All of this is leading to Predictive Behavior Technology — It is not enough to have logged and charted where we have been; the surveillance state wants to know where we are going through psychological profiling. It’s been marketed for such uses as blocking hackers. Things seem to have advanced to a point where a truly scientific Orwellian world is at hand. It is estimated that computers know to a 93% accuracy where you will be, before you make your first move. Nanotech is slated to play a big role in going even further as scientists are using nanoparticles to directly influence behavior and decision making.
What Happens Next?
But what happens next, after the data is processed and catalogued by the agency is little understood. Programs such as Einstein will provide NSA with the ability to read and decipher the content of email messages, any and all messages in real-time.
While DHS claims that "the new program will scrutinize only data going to or from government systems," the Post reports that a debate has been sparked within the agency over "uncertainty about whether private data can be shielded from unauthorized scrutiny, how much of a role NSA should play and whether the agency's involvement in warrantless wiretapping during George W. Bush's presidency would draw controversy."
A "Privacy Impact Assessment (PIA) for EINSTEIN 2" issued by DHS in May 2008, claims the system is interested in "malicious activity" and not personally identifiable information flowing into federal networks.
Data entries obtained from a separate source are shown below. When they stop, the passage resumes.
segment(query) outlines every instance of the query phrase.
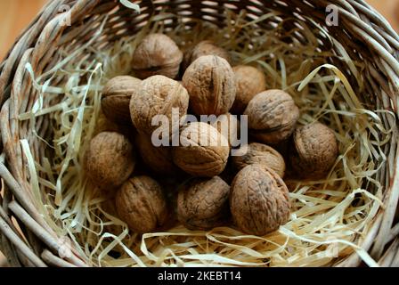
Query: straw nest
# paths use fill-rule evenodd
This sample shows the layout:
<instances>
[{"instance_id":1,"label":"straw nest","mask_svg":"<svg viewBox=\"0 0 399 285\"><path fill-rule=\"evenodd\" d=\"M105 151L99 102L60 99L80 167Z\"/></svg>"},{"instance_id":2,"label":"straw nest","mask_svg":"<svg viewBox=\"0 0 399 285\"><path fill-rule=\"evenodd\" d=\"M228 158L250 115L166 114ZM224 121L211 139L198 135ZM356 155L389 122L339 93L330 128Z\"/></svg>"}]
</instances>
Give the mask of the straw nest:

While DHS claims that "the risk associated with the use of this computer network security intrusion detection system is actually lower than the risk generated by using a commercially available intrusion detection system," this assertion is undercut when the agency states, "Internet users have no expectation of privacy in the to/from address of their messages or the IP addresses of the sites they visit."
When Einstein 3 is eventually rolled-out, Internet users similarly will "have no expectation of privacy" when it comes to the content of their communications.
While the total cost of rolling-out the Einstein 3 system is classified, The Wall Street Journal reports that "the price tag was expected to exceed $2 billion." And it is the American people who are footing the bill for the destruction of our democratic rights during the middle of a budget crisis, even while programs for the welfare of veterans, college students, pregnant mothers and the poor are being cut.
Do you believe we need this type of surveillance and data collection by our government? Do you believe it is more important we fund these types of surveillance programs versus social programs essential for the welfare of our most deserving as well as our most unfortunate citizens?
This is just the beginning. Big Brother has just realized the potential and possibilities open to their surveillance. Governments like those of the US, UK and other modern western societies will not let happen to them what happened to Gaddafi in Libya. They have the technology to spot and stop troublemakers, instigators and revolutionaries before it gets out of their control.